Ai sensi del principio generale dell’onere della prova ex art. 2697 c.c., il correntista attore che agisce per la rideterminazione del saldo o la ripetizione dell’indebito ha l’onere di produrre il contratto; tuttavia, in presenza di pacifica acquisizione circa la conclusione del contratto verbis tantum o per facta concludentia, in caso di contestazione della banca, non può gravarsi il correntista della prova negativa della documentazione dell’accordo, incombendo semmai alla banca convenuta di dare prova positiva circa l’esistenza del contratto in forma scritta se vuole evitarne la pronunzia di nullità integrale ex art. 117 TUB. Difatti, Senza contratto scritto richiesto dalla legge ad substanziam non c’è diritto (della banca), perché la forma solenne è costitutiva del diritto medesimo
Si segnala ancora in materia la Cass. civ., Sez.
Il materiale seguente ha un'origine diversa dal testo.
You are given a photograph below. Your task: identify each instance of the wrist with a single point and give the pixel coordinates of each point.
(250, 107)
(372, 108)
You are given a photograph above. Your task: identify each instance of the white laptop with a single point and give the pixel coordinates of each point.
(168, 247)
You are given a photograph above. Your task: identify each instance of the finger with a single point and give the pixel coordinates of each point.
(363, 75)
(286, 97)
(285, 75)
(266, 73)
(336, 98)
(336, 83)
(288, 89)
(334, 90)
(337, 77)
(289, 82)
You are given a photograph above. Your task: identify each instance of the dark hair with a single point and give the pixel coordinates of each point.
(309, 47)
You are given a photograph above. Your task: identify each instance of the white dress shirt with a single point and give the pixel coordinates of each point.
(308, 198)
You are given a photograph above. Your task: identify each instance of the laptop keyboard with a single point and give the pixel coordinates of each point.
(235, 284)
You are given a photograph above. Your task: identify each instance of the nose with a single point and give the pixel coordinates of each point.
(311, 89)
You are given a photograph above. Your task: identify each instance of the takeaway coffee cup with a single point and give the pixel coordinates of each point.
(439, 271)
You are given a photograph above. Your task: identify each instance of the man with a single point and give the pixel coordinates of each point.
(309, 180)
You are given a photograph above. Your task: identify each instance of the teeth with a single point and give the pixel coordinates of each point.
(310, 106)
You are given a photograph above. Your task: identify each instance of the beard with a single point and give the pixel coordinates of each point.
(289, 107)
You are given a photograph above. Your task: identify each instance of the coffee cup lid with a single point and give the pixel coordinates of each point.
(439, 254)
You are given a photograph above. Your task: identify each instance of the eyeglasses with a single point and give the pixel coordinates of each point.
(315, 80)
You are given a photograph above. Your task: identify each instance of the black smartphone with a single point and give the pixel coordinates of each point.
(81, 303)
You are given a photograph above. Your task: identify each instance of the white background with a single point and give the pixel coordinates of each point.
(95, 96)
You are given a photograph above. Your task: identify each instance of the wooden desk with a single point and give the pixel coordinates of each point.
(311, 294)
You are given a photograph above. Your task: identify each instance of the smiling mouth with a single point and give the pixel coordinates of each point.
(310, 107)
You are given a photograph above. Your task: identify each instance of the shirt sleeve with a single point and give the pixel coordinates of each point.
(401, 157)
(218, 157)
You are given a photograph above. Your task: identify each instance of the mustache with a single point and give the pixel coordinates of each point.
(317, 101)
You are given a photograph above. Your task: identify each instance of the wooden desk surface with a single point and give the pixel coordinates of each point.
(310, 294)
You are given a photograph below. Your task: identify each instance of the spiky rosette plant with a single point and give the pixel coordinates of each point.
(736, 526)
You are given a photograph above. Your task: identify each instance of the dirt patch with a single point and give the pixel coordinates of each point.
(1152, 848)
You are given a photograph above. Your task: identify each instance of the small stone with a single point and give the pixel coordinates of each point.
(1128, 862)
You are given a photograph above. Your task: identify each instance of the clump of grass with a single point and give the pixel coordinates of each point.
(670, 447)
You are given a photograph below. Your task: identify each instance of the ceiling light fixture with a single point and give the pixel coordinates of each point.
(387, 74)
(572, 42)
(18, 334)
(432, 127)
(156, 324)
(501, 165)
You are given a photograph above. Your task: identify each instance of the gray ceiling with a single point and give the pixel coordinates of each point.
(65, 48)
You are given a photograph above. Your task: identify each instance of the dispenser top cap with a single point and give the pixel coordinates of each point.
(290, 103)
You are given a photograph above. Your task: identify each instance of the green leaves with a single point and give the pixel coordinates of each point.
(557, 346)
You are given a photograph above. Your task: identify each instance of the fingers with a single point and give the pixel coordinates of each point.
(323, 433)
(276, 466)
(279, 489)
I, ordinanza n. 24051 del 26 settembre 2019: “quanto alle singole clausole … se è vero che anche nelle azioni di accertamento negativo l’onere della prova incombe sull’attore, tuttavia quanto ai fatti negativi (nella specie, inesistenza di convenzione scritta di interessi ultralegali e di previsione contrattuale sufficientemente specifica di commissioni di massimo scoperto) trova applicazione il principio di vicinanza o inerenza della prova, che ribalta l’onere sul convenuto (principio teorizzato frequentemente nella giurisprudenza di legittimità e applicato anche dalle Sezioni Unite, nella sentenza n. 13533 del 30/10/2001 sulla prova dell’inadempimento)”.